Four police officers have been awarded the Bravery Star, the second highest honour for bravery, three more will receive the Bravery Decoration and another three will receive the Bravery Medal.
Those awarded the Bravery Star, are: Constable Michael Burne, Senior Constable Dennis Hurworth, Detective Sergeant Timothy Smith and Senior Constable Paul Symonds.
The Bravery Decoration has been awarded to Sergeant Heath Jones, Senior Sergeant Anthony Miller and Constable Kevin Rooney.
The Bravery Medal is awarded to Detective Paul Buckley, Senior Constable Bradley Clark and Detective Sergeant Nicholas John Clere.
The officers include the first Armed Offenders Squad members at the scene.
Superintendent Sam Hoyle says the officers are reluctant to be singled out for praise, but feel honoured and humbled.
Leonard Holmwood was visiting Molenaar when the incident took place.
He has been awarded the Bravery Star for trying to take the rifle from Molenaar, preventing him from firing more shots, and giving the wounded officers time to find cover.
Garry Fraser was driving to meet a friend when he stopped to help one of the hurt officers and called 111.
He has been awarded the Bravery Medal.
Mr Fraser says his actions were not about being a hero and he was simply reacting to a situation, which he says many New Zealanders would have done many times over in the last few months.
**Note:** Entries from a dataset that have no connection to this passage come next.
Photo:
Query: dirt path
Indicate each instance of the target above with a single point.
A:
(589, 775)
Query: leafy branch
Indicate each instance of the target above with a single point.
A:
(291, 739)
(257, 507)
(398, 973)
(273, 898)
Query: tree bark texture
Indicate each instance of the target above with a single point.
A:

Christine Jackman has also been awarded the Bravery Medal. She assisted in the removal of the wounded officers.
Her citation says they received vital medical attention much sooner than might otherwise have been the case.
St John paramedic Stephen Smith accompanied the evacuation party.
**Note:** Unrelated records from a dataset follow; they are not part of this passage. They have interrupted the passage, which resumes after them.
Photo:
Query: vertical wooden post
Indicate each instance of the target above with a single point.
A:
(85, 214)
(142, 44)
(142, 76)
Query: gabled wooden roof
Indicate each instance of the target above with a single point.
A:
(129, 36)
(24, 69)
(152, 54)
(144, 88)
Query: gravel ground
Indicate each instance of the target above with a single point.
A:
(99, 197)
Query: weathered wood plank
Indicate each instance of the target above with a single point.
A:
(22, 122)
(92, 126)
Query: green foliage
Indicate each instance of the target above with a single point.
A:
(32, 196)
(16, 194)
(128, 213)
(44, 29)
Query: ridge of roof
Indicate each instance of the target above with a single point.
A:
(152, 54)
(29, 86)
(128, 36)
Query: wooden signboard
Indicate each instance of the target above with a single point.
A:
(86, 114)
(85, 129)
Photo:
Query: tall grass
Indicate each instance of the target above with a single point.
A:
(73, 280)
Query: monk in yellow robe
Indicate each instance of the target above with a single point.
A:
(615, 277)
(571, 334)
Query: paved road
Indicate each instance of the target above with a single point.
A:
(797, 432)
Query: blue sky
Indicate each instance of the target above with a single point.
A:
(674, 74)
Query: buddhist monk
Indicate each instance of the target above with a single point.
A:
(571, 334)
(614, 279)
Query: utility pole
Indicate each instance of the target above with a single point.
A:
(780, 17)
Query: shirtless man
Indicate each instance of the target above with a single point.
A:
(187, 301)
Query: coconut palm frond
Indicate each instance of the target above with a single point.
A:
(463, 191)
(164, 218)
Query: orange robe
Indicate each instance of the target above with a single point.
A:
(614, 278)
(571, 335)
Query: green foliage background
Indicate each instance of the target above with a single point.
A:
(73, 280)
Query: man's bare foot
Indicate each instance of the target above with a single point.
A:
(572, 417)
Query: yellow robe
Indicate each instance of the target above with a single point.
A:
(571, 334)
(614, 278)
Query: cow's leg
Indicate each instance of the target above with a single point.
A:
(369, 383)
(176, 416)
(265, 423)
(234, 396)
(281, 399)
The citation for his Bravery Medal says it was not a requirement of his job to put himself in harm's way.
He acted bravely by doing so and ensured that urgently needed medical attention was made available to a seriously wounded police officer at the earliest possible moment.
Murray Burton, the principal of Elim Christian College in Auckland, has been appointed to the New Zealand Order of Merit for leading his school through the aftermath of the 2008 canyoning tragedy, which killed six pupils and a teacher.
Tony McClean and his pupil, Anthony Mulder, who both died trying to save other pupils as a flash flood swept through the Mangatepopo Stream, have been awarded Bravery Stars.
Both were strong swimmers, and by being paired up with those not as confident in the water, their chances of survival were reduced.
Mr McClean's mother, Jeanette McClean, says she is very proud of her son's actions.
She says he was the last to leave the ledge the group was trapped on. A pupil with mild cerebral palsy was strapped to his back, but neither survived.
Mr Burton says the awards will help the school remember the tragedy.
He says it was a privilege to guide the school through an extraordinary time of grief and he saw it as doing his job.
Austin Hemmings, who was murdered going to the aid of a woman being attacked in downtown Auckland in September 2008, has also been posthumously honoured.
He has been awarded the Bravery Star.
The citation says Mr Hemmings, 44, could have left the scene, but he deliberately put himself in danger and continued to protect the woman.
This decision, it says, ultimately cost him his life. Mr Hemmings was stabbed to death.
Craig Hemming says his brother did the right thing and is a true hero.
He says the award helps ease the pain of his death and the family is extremely proud of him.
His killer has been sentenced to life in prison with a minimum term of 16 years.
Incidents at sea
Also awarded a Bravery Medal was Chief Petty Officer Mark Taylor of HMNZS Canterbury who unsuccessfully attempted to rescue a sailor trapped in an upturned inflatable boat during a training exercise at sea en route from Cape Reinga to Auckland in October 2007.
The citation says he persisted in his efforts to the point of exhaustion and where his own life could have been at risk.
Honorary Bravery Awards have been made to Maurice Ugo Conti and Sophie Conti of California who rescued the crew of an Australian boat, the Timella, that struck a reef south of Vita Levu in October 2008.
The citation says that if it had not been for their courage, determination and superb seamanship, the crew of the Timella would probably have been lost.
The Contis also had to consider the safety of their two young children who were aboard their boat, the Ocealys.
Bravery medals, which are awarded occasionally, were last given out in 2008.